Dans une série de tweets au ton acerbe, il a fait remarquer que si les sanctions américaines allaient entraver l’aérospatiale russe, l’ISS en serait la première victime. Le vaisseau cargo russe Progress s’occupe de corriger l’altitude et les déplacements de la station pour éviter les débris ou d’être trop bas.

Dmitri Rogozine pose la question, « Si vous bloquez la coopération avec nous, qui sauvera l’ISS d’une désorbitation incontrôlée et tombera aux États-Unis ou L’Europe ? ». Le dirigeant russe est allé jusqu’à proposer aux autorités américaines de vérifier si les responsables ayant pris des sanctions n’étaient pas victimes d’Alzheimer, « Juste au cas où. Pour éviter que vos sanctions ne vous tombent sur la tête. Et pas seulement au sens figuré ».

Un ancien haut responsable de la NASA, Wayne Hale, a confirmé à The Verge le scénario, mais il estime que cela prendra « probablement plusieurs années », de quoi trouver une solution. Il n’empêche, une rupture entre Rocosmos et les autres agences de l’ISS, la NASA, l’ESA, le Japon, le Canada, poserait bien d’autres difficultés.

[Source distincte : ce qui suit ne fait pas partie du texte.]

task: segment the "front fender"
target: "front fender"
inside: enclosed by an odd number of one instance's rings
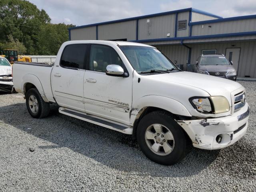
[[[36,86],[36,88],[39,92],[43,100],[45,102],[49,102],[45,96],[43,86],[41,84],[41,82],[40,82],[39,79],[36,76],[32,74],[26,74],[22,78],[22,82],[21,83],[21,87],[22,89],[22,91],[24,94],[26,94],[25,88],[26,85],[28,83],[31,83]]]
[[[177,100],[158,95],[144,96],[136,101],[132,106],[130,120],[132,126],[138,118],[138,116],[140,115],[143,109],[147,107],[157,107],[176,115],[190,117],[192,116],[186,107]]]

De 2011 à mai 2020, Soyouz a été la seule fusée à envoyer des astronautes sur l’ISS. Lorsqu’en 2014 les Américains ont pris des sanctions contre la Russie, pour l’invasion de la Crimée, Dmitri Rogozine, déjà, alors vice-président du gouvernement russe chargé défense et de l’industrie spatiale, leur avait proposé de se rendre sur l’ISS en trampoline.

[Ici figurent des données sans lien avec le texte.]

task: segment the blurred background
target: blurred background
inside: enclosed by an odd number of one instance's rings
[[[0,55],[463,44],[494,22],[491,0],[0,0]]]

Un terme que n’a pas manqué de reprendre Elon Musk lorsque Space X a envoyé pour la première fois des astronautes sur l’ISS, en mai 2020. Soyouz continue toutefois d’apporter ou ramener des astronautes et du ravitaillement sur la station. Trois d’entre eux doivent s’envoler le 18 mars et trois autres rentrer le 30 mars ainsi. La Russie a installé de nombreux modules de l’ISS, dont les deux derniers, en 2021.

La Russie a décidé d’exclure la NASA d’un programme conjoint d’exploration de Vénus, Venera-D. Pour l’ISS, occidentaux et russes semblent condamnés à coopérer. Pour le moment, d’après The Verge c’est la position adoptée par toutes les parties. Il faut espérer que dans cette période de tension extrême, l’ISS à défaut de l’espace reste loin des contingences terrestres. Il y a actuellement sept astronautes sur la station, quatre Américains, deux Russes et un Allemand.